The acquisition of Dyner.ai by Yoco hinges on a common conviction that independent businesses deserve the same quality of technology and intelligence historically available only to large enterprises.
Dyner was co-founded by Thalentha Ngobeni and Christopher du Plessis, both actuaries who previously worked at Discovery, within Adrian Gore’s Office and Discovery Invest respectively. Before turning their analytical skills toward a very different kind of problem, the two founders spent extensive time embedded inside restaurant environments, sitting with owners, observing teams during dinner rushes, and fielding late-night calls about invoices, gross profit margins, and operational issues that customers never see.
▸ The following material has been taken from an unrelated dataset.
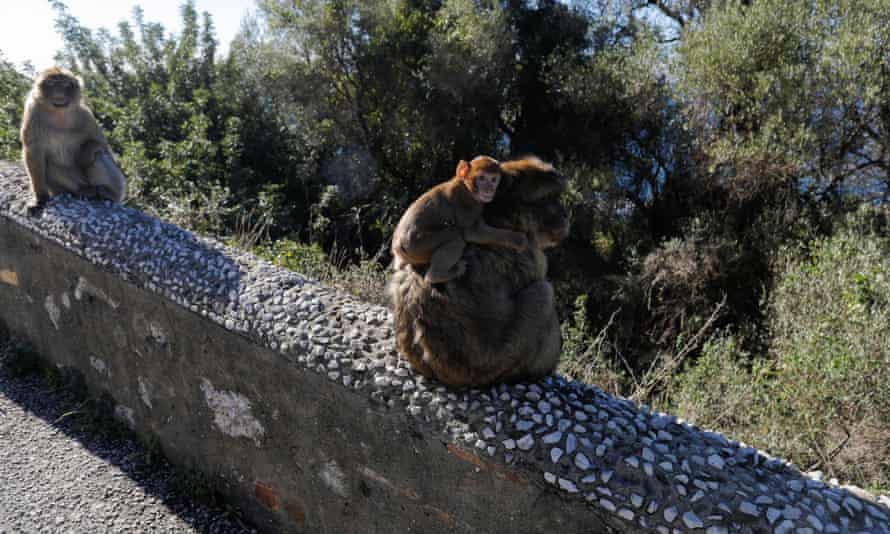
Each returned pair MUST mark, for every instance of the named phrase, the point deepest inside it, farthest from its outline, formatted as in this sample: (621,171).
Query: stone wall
(290,397)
Their solution to this challenge was an AI-native platform that gives restaurant owners greater visibility and control over their businesses. In other words, a platform that helped with handling stock counts, supplier coordination, margins, and day-to-day reporting.
On LinkedIn, Ngobeni described the company’s founding logic: independent businesses deserve access to the same world-class technology that enterprises rely on, built around real-world problems rather than assumptions.
Wazen adds that several Dyner customers, including Plato Coffee, were already Yoco merchants, which he argues, “made the alignment feel incredibly natural from the beginning.”
The acquisition is also a deliberate strategic shift for Yoco. The company, which has helped more than 200,000 merchants across South Africa accept digital payments, sees AI as the next big frontier for small businesses. The company believes it can bring the same democratisation it delivered in payments to operational intelligence next.
“Just as we helped democratise access to digital payments, we see a similar opportunity with AI,” said Wazen. “We want independent businesses to have access to the same quality of tools, intelligence and infrastructure as the world’s largest companies, but built for their unique realities and workflows.”
According to Yoco’s blogpost, Dyner will continue operating as a standalone platform in the near term, with the team building independently while progressively integrating go-to-market, operational, and support functions into Yoco’s wider ecosystem. For Dyner’s founders, the immediate goal is to leverage Yoco’s infrastructure and merchant network to accelerate AI adoption across its base of over 200,000 merchants and beyond.
Both founders will remain with the company. On LinkedIn, Ngobeni said he and du Plessis will join Yoco to continue building and scaling Dyner, adding: “This is nothing but the beginning of years of building cutting-edge technology for merchants across South Africa and beyond.”
“Most business owners didn’t start their business because they love admin or operational complexity,” Wazen wrote. “They started it because they love creating something meaningful for people. Great technology should give them more time to focus on that part.”